A maior parte da sua comida é à base de hidratos de carbono e alguns lípidos. A alimentação mais comum é uma sopa à noite, que aporta alguma fibra, e às vezes umas torradas. A carga proteica apresenta-se baixa, até porque a proteína costuma ser o macronutriente mais caro. Além disso, alguns idosos não têm peças dentais para mastigar a carne de forma adequada. E é aí que reside a nossa maior preocupação para preservar a massa muscular.
É nestas alturas que recorrem aos suplementos proteicos?

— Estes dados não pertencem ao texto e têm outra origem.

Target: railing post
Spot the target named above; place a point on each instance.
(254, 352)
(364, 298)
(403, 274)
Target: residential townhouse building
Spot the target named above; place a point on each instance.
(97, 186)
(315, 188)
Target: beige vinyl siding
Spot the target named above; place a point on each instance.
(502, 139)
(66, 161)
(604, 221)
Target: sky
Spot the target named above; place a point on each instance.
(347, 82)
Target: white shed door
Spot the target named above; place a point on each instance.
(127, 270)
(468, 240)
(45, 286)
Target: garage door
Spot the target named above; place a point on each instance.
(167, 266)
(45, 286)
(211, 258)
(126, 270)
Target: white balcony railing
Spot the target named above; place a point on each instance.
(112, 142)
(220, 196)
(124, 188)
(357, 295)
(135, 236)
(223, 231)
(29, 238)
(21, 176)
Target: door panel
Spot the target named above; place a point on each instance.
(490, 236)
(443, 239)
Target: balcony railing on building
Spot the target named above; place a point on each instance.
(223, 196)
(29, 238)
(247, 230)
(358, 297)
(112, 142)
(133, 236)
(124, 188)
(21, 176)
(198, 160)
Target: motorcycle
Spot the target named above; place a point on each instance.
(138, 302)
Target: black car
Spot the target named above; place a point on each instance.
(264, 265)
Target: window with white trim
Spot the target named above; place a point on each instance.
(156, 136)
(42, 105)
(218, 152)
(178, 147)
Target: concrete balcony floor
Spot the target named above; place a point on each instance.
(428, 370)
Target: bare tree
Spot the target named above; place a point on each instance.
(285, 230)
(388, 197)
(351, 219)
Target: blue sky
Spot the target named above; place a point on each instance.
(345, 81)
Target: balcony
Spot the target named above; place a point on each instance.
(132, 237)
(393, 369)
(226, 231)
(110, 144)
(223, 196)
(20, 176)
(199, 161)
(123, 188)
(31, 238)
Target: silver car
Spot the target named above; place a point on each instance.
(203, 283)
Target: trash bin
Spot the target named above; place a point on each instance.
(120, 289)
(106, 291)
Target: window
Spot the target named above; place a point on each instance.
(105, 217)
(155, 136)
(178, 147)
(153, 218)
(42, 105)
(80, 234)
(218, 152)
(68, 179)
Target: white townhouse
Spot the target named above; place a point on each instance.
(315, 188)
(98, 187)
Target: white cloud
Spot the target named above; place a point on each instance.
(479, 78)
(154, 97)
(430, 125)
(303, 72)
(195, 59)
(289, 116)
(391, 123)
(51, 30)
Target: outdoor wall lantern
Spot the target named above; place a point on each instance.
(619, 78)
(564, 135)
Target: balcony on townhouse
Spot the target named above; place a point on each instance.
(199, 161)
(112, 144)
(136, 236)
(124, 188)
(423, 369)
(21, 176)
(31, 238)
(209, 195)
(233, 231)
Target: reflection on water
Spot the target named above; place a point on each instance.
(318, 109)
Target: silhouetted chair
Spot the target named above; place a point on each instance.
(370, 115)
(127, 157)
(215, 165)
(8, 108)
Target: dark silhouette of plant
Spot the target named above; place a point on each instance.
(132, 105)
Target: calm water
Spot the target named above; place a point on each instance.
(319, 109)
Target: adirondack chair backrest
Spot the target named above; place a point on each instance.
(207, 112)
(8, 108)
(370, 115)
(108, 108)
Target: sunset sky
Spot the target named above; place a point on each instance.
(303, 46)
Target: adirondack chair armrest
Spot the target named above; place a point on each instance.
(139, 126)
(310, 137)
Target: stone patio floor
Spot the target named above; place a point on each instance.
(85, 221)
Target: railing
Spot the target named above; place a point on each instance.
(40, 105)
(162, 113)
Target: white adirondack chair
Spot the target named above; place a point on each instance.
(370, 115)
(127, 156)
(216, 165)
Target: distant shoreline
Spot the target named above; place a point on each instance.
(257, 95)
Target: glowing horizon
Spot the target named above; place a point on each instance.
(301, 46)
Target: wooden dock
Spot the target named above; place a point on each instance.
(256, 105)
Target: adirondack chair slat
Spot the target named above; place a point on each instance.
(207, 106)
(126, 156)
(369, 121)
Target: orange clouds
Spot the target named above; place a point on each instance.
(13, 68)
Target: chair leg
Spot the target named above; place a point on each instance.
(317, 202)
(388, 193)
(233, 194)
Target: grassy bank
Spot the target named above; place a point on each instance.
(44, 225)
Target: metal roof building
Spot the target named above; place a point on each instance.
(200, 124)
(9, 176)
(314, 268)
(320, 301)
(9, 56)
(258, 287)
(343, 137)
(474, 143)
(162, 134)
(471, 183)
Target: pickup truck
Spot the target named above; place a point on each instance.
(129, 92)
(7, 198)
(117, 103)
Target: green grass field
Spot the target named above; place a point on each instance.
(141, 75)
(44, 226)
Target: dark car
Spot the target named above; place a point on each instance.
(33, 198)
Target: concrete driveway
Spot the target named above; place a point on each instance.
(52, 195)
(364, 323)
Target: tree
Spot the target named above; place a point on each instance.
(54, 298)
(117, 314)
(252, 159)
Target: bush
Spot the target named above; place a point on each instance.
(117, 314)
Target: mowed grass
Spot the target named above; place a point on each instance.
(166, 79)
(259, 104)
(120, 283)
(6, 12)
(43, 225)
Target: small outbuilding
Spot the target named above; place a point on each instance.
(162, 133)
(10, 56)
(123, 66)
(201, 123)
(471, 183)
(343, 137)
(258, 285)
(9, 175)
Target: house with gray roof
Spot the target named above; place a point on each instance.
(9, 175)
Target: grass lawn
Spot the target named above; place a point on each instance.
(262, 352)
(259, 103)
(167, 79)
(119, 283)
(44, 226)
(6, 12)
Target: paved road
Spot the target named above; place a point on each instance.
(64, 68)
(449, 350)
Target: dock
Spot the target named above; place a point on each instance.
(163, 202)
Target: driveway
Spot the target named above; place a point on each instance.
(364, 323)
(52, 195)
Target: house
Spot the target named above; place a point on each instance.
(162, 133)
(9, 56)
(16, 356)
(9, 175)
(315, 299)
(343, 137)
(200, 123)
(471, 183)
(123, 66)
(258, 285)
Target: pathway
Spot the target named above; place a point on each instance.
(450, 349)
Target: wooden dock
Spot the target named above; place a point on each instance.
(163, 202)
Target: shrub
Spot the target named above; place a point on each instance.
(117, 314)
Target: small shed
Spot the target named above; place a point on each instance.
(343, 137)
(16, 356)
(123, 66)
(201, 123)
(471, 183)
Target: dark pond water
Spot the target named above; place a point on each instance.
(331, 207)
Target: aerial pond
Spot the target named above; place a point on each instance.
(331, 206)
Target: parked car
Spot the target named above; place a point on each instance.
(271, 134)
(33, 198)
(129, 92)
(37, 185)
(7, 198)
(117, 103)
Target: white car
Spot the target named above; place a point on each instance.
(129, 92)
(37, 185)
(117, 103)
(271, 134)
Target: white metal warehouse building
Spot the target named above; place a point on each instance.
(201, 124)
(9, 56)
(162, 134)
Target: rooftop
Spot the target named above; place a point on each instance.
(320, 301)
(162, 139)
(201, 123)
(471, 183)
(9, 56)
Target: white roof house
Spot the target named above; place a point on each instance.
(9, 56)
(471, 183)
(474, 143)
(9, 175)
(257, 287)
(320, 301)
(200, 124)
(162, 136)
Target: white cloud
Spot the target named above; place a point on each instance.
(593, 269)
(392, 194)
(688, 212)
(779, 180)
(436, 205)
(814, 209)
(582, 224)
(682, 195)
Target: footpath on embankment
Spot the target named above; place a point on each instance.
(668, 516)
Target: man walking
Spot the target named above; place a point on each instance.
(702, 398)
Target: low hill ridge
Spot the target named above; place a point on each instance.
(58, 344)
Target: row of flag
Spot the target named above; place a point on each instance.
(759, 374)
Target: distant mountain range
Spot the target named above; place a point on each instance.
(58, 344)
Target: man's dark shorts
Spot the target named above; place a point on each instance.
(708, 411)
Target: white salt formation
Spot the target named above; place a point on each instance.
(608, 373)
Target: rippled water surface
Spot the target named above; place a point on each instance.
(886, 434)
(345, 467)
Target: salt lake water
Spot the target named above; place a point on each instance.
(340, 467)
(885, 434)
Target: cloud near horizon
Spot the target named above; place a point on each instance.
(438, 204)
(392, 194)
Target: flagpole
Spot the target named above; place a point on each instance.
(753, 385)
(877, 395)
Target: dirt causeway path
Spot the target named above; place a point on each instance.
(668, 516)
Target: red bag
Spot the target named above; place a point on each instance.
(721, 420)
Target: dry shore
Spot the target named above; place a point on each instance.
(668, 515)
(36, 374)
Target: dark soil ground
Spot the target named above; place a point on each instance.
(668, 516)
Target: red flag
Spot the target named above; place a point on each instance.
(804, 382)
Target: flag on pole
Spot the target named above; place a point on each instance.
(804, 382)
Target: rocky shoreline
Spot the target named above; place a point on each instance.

Sim, porque são eficazes e fáceis de tomar. No entanto, somos dos poucos países europeus que não os comparticipa em ambulatório.
Quais são as principais consequências dessa malnutrição?
No caso dos doentes, não vão aproveitar os benefícios das terapêuticas inovadoras, pois ao estarem desnutridos terão défice imunológico e mais comorbilidades. Quando perdemos mobilidade, por exemplo, perdemos também muita qualidade de vida. De que importa a longevidade se ela não for igual a qualidade? No Japão, uma sociedade que consideramos ultracivilizada, as pessoas idosas roubam, para serem presas e assim assegurarem cuidados médicos e nutricionais, porque os mais novos não têm tempo para cuidar deles.
Numa sociedade em que os obesos são um problema, ninguém se lembra de que há pessoas malnutridas…
E ninguém se lembra de que às vezes essa obesidade pode ser sarcopénica, em que os doentes não têm massa muscular nenhuma. Parecem bem nutridas, mas não estão. Recuperar massa muscular numa pessoa nova é fácil, numa mais velha é quase impossível.
Se um idoso tem dificuldade em levantarem-se, em subir uma escada ou em carregar as compras é porque já terá uma debilidade muscular. Essa pessoa deveria logo ser indicada para um nutricionista
Que conselhos daria para não se chegar a um estado de desnutrição?
Há muita iliteracia, quer a nível dos profissionais de saúde, quer da população. Devíamos começar pelas escolas, pois muitas vezes quem está mais em contacto com os idosos são os netos. Eles precisam de saber que, se um avô ou avó tem dificuldade em levantar-se, em subir uma escada ou em carregar as compras, sem que isso tenha a ver com o seu sistema orto-articular, é porque já estará perante uma debilidade muscular. Essa pessoa deveria logo ser indicada para um nutricionista.
E a nível alimentar, o que não deve acontecer para não se chegar a esse ponto?
Nos casos em que não haja peças dentárias para mastigar a proteína ou dinheiro para a comprar, deve aconselhar-se suplementos alimentares. Quando isso não acontece, há que diversificar a alimentação com peixe, carne e ovos.